Land Diving - Pentecost Style

Each year during the harvest period (generally May), the men and boys of Pentecost Island gather to perform the land-diving ceremony. After climbing to various levels of a 21-meter/70-foot tower, they then dive headfirst from it. Liana vines tied around their ankles stop the fall just short of the ground.
Certain procedures are followed in building the tower. It is constructed on a hillside around a large tree. All brush is cleared in front of the tower and the ground is dug up to soften it. (Throughout the jumping ceremony, villagers rake the ground.)

Each diver builds his own diving platform at the desired height and location. He carefully selects the vines for his legs, calculating the length so his head just brushes the ground at the end of his jump.

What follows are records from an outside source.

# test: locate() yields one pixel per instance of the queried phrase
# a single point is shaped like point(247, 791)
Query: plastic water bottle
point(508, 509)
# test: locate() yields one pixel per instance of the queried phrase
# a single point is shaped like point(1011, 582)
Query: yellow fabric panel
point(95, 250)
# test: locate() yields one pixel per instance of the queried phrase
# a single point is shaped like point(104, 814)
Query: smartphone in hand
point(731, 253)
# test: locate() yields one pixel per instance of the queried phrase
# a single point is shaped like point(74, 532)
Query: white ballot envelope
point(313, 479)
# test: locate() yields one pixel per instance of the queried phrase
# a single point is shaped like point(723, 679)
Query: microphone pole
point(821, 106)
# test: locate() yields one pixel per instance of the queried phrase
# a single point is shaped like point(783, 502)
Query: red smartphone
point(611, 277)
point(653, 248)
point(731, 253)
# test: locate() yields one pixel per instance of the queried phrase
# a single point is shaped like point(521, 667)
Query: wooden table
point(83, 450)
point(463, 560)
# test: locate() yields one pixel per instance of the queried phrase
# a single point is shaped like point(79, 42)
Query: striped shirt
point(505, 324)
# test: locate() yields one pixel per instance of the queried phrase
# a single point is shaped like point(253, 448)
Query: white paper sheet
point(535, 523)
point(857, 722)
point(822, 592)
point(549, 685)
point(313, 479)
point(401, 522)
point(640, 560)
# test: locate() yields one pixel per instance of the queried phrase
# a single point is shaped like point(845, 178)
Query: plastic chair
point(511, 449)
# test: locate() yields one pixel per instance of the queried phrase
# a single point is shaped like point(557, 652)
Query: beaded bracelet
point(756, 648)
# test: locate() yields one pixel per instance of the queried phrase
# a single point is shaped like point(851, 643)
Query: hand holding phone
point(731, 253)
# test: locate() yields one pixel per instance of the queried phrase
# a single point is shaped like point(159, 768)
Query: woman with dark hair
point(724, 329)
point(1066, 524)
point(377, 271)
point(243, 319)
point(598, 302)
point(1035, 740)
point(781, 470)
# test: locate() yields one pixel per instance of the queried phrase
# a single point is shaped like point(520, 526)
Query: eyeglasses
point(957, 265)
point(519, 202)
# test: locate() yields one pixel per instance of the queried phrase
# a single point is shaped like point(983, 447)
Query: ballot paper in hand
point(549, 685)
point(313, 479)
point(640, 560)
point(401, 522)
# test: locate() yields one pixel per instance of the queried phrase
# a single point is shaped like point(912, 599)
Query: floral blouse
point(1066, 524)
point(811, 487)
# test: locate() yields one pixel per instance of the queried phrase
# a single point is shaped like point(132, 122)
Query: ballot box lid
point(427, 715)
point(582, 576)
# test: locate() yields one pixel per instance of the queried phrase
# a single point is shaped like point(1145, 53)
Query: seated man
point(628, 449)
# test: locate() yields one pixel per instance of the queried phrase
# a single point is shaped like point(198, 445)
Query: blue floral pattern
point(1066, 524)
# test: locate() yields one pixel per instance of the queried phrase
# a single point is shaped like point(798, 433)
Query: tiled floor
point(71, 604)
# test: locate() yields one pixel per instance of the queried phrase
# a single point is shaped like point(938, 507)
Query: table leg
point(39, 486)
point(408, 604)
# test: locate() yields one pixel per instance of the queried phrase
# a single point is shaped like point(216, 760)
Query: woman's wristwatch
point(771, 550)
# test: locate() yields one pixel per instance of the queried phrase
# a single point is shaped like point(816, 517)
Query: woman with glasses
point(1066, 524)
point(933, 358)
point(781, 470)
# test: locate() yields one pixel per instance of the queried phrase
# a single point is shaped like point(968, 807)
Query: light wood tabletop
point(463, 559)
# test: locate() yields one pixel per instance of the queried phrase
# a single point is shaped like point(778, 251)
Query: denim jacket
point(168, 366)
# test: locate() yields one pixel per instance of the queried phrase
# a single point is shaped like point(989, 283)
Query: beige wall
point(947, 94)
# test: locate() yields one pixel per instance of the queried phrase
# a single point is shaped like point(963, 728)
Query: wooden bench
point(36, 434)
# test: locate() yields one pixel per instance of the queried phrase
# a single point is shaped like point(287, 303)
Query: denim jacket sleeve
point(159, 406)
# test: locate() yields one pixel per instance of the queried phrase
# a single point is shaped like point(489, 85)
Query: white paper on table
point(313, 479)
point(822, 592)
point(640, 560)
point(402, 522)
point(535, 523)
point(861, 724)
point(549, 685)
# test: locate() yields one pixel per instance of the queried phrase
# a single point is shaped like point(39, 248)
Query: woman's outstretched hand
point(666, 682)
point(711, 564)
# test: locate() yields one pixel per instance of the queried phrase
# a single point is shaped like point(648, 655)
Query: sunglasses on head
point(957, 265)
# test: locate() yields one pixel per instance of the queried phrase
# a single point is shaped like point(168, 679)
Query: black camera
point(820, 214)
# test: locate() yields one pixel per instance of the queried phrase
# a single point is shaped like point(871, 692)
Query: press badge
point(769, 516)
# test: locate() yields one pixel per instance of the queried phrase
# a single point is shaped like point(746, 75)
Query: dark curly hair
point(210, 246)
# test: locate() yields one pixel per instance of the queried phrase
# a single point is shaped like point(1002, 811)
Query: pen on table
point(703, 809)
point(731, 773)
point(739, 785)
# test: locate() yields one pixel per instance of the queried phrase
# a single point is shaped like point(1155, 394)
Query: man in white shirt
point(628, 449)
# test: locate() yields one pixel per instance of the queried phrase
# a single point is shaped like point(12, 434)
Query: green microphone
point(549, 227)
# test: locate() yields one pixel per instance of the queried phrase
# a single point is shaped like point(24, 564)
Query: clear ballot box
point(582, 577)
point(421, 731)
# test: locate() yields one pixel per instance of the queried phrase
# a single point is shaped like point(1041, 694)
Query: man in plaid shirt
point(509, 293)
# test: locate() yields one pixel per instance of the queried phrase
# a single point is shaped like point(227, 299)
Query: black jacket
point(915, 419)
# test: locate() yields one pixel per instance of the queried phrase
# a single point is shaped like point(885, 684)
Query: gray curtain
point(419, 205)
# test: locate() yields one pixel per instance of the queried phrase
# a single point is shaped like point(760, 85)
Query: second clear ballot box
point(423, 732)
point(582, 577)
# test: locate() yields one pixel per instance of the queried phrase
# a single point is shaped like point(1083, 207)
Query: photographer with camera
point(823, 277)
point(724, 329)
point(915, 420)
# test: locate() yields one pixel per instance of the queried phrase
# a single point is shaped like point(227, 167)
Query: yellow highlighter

After the vines are secured around his ankles, the diver climbs the tower. With the vines fastened to his platform, he falls. The vines extend fully just before he reaches the ground. The platform he has constructed breaks with the pull of the vines tied to it, minimizing the vines' recoil on his legs.

According to legend, land diving originated when a woman trying to escape her husband climbed a Banyan tree. He followed her and when he had nearly caught up with her, she jumped from the tree. He followed, not realizing that she had tied the lianas from the tree around her ankles before jumping. She survived her fall, but he perished. Today, only the men have the right to land dive.